Jimmy Savile charities have no future, say trustees
- Published
Jimmy Savile's charities are to close after their trustees decided that keeping them open could be "damaging" to the causes they support.
The trustees of the Jimmy Savile Charitable Trust and Jimmy Savile Stoke Mandeville Hospital Trust said they had considered a change of name in the wake of the sex abuse allegations against their late founder.
However, after meeting on Monday, it was decided that they "could not see a future for either charity" because the organisations would "always be linked in the public's mind with the late Jimmy Savile".
They spoke of their concern that adverse press coverage could be "damaging" for causes the two trusts support - and said protecting these causes was their primary concern.
'Consider public mood'
During a life in the public eye, Savile became almost as well known for raising an estimated £40m for charity as he was for being the face of Top of the Pops and Jim'll Fix It.
Before setting up the general charitable trust in 1984, Savile established the Jimmy Savile Stoke Mandeville Hospital Trust in 1981. This followed a request from the Buckinghamshire hospital, where he volunteered for many years, to help raise funds for rebuilding work.
Jo Summers, solicitor for the charity's trustees, had said before the trustees decided to close the charities that if they wished to continue they would have to consider the public mood.
She said the general mood was that "the names are going to have to go". However, as it has transpired, even that course of action was not considered enough because the link with their late founder was simply too strong.
Meanwhile, at Stoke Mandeville, a name change is already planned for the hospital's popular "Jimmy's" cafe.
The Jimmy Savile Charitable Trust is primarily based in the Leeds area, although not all of its trustees - listed as Luke Lucas, Dr Roger Bodley and Lady Gabrielle Greenbury on the Charity Commission's website - still live there.
Its overview on the Charity Commission website states, external that the trust's objectives are to "provide funds for the relief of poverty and sickness and other charitable purposes beneficial to the community", as well as "provision of recreational and other facilities for disabled persons".
More than half the funds given out by the trust over the years had come from donors other than Savile, Ms Summers said.
"The trustees are eternally grateful to all those people for their support in the past, so we don't want it to be seen as just Jimmy's money," she said.
Following Savile's death last October aged 84, an auction of his collection of mementos and personal belongings - including his Rolls-Royce which went for £130,000 and the original red Jim'll Fix It chair for £8,500 - raised about £320,000 for his charities.
There will be further funds when the final part of Savile's estate "falls into" the trust, said Ms Summers, including some of his properties still to be sold. It is likely now that these funds will be distributed to other charities, along with the funds remaining in the two trusts.
However, the trustees have said they will not be publicly announcing which causes they money will go to.
The general charitable trust's latest accounts, filed with the Charity Commission in March of this year,, external show it has funds totalling £3.7m in 2011/12. It had an income of £132,546 and spent £43,866 in the same year.
The Stoke Mandeville charity has funds of £1.7m, according to the Charity Commission files., external
Stringent policies
Among the causes supported by the trust has been a scholarship scheme for Leeds University undergraduate medical students, funding - among other things - a bursary for the students to conduct research during the holidays.
After receiving support for the scholarships from Savile's charitable trust since 2006, totalling £225,000 to date, the university is now unlikely to accept any more money.
Although a decision has not yet been taken, the university says it has stringent policies on donations and reconsiders such gifts when new facts emerge that were unknown at the time of the original donation.
Alec Shelbrooke, Conservative MP for the Leeds constituency of Elmet and Rothwell, had said before the trustees' decision that the general trust "should be moved into other trusts so that the money can go to good causes".
And Ralph Michell, director of policy at the Association of Chief Executives of Voluntary Organisations, had said that the Savile scandal was an "extremely rare" situation, adding: "I would have thought it would be pretty difficult for a charity to carry on using Jimmy Savile's name - but it absolutely doesn't mean that its work needs to come to an end."

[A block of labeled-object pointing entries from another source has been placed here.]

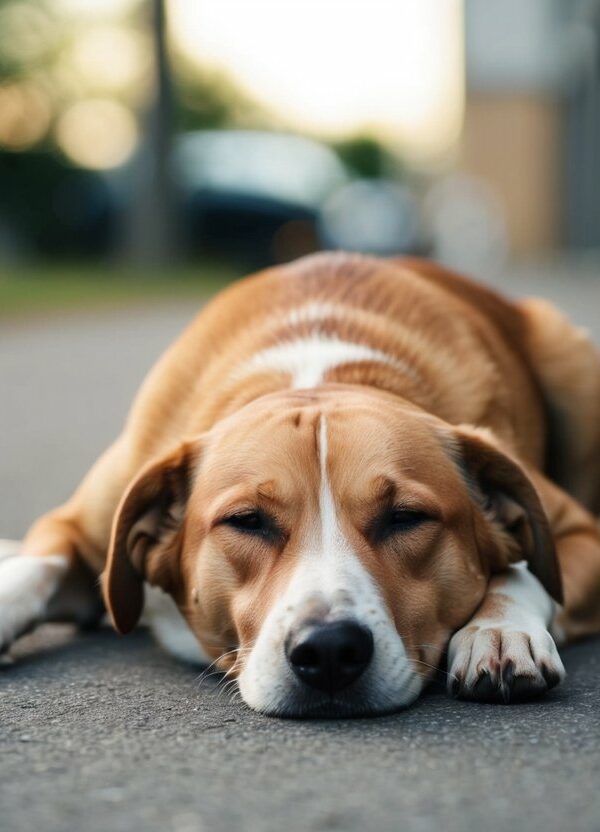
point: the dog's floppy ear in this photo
(511, 503)
(146, 535)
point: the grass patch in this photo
(31, 290)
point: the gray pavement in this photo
(99, 732)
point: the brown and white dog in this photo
(343, 468)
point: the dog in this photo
(346, 472)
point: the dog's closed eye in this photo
(397, 520)
(255, 522)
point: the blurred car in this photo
(375, 216)
(252, 195)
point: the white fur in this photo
(308, 359)
(524, 628)
(170, 628)
(330, 575)
(27, 583)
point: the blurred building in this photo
(532, 117)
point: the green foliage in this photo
(366, 157)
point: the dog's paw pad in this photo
(499, 663)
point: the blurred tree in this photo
(153, 222)
(367, 157)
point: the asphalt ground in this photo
(100, 732)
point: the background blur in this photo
(153, 148)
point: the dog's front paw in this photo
(501, 663)
(26, 585)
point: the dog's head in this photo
(326, 544)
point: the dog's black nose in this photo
(331, 656)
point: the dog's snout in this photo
(330, 656)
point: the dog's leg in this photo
(507, 652)
(53, 574)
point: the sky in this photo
(331, 68)
(339, 66)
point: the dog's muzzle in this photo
(329, 656)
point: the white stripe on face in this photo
(329, 583)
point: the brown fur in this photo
(473, 359)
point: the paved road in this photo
(98, 732)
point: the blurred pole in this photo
(152, 228)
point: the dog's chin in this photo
(309, 705)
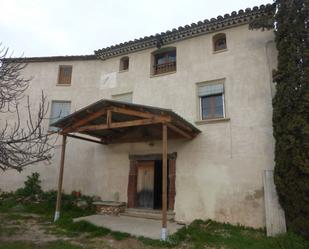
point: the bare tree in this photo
(23, 142)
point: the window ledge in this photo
(63, 85)
(220, 51)
(211, 121)
(162, 74)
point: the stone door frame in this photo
(132, 182)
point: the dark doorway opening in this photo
(153, 200)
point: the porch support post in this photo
(164, 232)
(58, 203)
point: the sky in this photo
(78, 27)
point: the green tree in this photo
(291, 109)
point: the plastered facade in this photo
(219, 173)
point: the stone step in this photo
(147, 214)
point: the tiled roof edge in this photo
(188, 31)
(52, 58)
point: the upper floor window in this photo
(124, 97)
(124, 64)
(164, 61)
(211, 98)
(65, 75)
(59, 109)
(219, 42)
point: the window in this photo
(59, 109)
(219, 42)
(124, 64)
(65, 75)
(211, 97)
(164, 61)
(125, 97)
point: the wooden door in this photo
(145, 184)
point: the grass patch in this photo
(219, 235)
(76, 228)
(8, 231)
(29, 245)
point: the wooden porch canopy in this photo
(109, 122)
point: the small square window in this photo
(124, 97)
(59, 109)
(124, 64)
(65, 75)
(219, 42)
(164, 61)
(211, 98)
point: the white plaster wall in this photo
(219, 173)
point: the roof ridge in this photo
(183, 32)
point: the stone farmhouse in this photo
(208, 83)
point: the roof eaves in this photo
(188, 31)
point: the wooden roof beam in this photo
(141, 114)
(179, 131)
(113, 125)
(84, 121)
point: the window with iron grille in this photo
(211, 98)
(124, 64)
(124, 97)
(59, 109)
(164, 61)
(219, 42)
(65, 75)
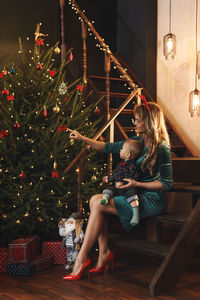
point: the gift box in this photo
(41, 262)
(20, 269)
(21, 251)
(54, 250)
(4, 259)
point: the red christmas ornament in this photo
(39, 67)
(101, 139)
(52, 73)
(10, 98)
(40, 42)
(54, 174)
(79, 87)
(22, 175)
(16, 125)
(45, 112)
(62, 127)
(5, 92)
(97, 111)
(71, 56)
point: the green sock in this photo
(105, 200)
(136, 216)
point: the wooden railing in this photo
(79, 159)
(86, 26)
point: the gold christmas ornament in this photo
(57, 50)
(56, 109)
(62, 89)
(55, 165)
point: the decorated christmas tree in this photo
(37, 105)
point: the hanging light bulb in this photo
(194, 103)
(169, 40)
(198, 65)
(194, 96)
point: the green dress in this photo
(152, 202)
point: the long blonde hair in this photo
(155, 131)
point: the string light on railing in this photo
(194, 96)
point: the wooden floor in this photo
(129, 281)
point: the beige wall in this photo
(176, 78)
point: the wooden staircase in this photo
(186, 172)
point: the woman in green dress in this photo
(155, 176)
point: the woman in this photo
(155, 176)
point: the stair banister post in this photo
(80, 171)
(110, 133)
(138, 96)
(84, 37)
(63, 46)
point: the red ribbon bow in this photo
(40, 42)
(145, 101)
(5, 92)
(10, 98)
(54, 174)
(3, 133)
(52, 73)
(62, 127)
(79, 87)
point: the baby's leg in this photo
(136, 211)
(107, 195)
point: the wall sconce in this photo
(169, 40)
(194, 96)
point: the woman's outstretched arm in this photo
(97, 145)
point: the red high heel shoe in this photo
(80, 274)
(109, 259)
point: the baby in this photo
(126, 169)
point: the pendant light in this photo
(169, 40)
(194, 96)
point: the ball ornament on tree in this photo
(97, 111)
(39, 67)
(22, 175)
(12, 70)
(62, 89)
(57, 50)
(56, 109)
(45, 112)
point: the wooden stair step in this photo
(172, 218)
(104, 78)
(140, 246)
(112, 94)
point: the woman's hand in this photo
(130, 183)
(75, 135)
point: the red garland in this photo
(22, 175)
(3, 133)
(54, 174)
(16, 125)
(10, 98)
(40, 42)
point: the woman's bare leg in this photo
(96, 229)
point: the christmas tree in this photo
(37, 105)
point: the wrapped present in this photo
(4, 259)
(54, 250)
(20, 269)
(41, 262)
(21, 251)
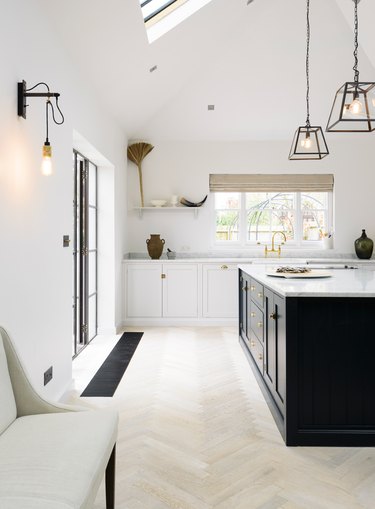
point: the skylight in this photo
(160, 16)
(152, 8)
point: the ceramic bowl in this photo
(158, 203)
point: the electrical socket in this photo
(48, 375)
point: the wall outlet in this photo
(48, 375)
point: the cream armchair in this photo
(52, 456)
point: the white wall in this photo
(183, 169)
(35, 211)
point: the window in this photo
(250, 218)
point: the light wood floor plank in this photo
(196, 433)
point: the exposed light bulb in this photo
(356, 107)
(306, 142)
(47, 168)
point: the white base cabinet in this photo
(144, 290)
(220, 290)
(180, 293)
(180, 290)
(156, 290)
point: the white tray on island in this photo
(299, 275)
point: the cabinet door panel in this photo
(280, 344)
(180, 290)
(220, 291)
(270, 347)
(144, 290)
(257, 321)
(244, 285)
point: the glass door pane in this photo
(84, 252)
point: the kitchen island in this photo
(311, 345)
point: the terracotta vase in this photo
(155, 246)
(363, 246)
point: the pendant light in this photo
(353, 109)
(308, 142)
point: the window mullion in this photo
(299, 222)
(243, 221)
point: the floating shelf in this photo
(141, 210)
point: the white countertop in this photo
(342, 283)
(259, 261)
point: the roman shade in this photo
(225, 182)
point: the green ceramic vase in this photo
(363, 246)
(155, 246)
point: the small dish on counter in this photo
(297, 273)
(158, 203)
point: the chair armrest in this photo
(28, 401)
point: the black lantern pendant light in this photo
(353, 109)
(308, 142)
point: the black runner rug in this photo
(106, 379)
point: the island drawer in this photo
(257, 321)
(257, 292)
(256, 350)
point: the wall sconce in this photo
(23, 93)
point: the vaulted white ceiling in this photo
(247, 60)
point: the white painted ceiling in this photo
(247, 60)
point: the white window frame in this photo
(243, 243)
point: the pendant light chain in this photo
(307, 63)
(355, 52)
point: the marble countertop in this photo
(342, 283)
(254, 260)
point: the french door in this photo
(85, 252)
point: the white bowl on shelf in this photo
(158, 203)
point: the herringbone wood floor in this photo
(195, 433)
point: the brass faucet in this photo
(273, 250)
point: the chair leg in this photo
(110, 480)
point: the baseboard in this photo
(182, 322)
(107, 331)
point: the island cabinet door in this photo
(275, 347)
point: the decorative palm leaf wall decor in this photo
(136, 153)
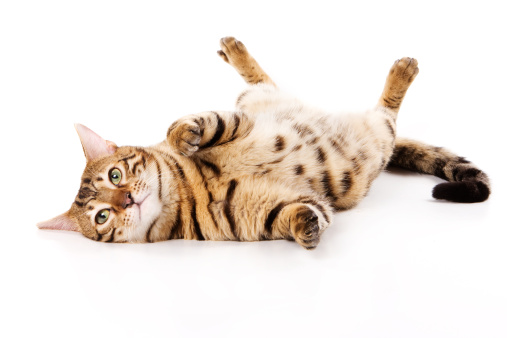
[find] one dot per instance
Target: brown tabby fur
(273, 169)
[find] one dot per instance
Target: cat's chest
(277, 146)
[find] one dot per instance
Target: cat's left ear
(94, 146)
(61, 222)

Ahead of the trustees' decision, Ms Summers said that the Jimmy Savile Charitable Trust may give some funds to organisations supporting victims of sex abuse.
"Since saying that's something we would consider, we have been inundated with requests from a wide variety of charities," said Ms Summers. "In fact, we have probably received more requests for funding in the last two weeks than we have in the previous two years."
She added that the charity's trustees had been left "personally shocked" by the sex abuse scandal, stressing they had absolutely no idea of the alleged crimes now coming to light.
"They knew Jimmy for many years, volunteered to be his charity trustees. They can't recognise the person they are reading about in the papers," she said.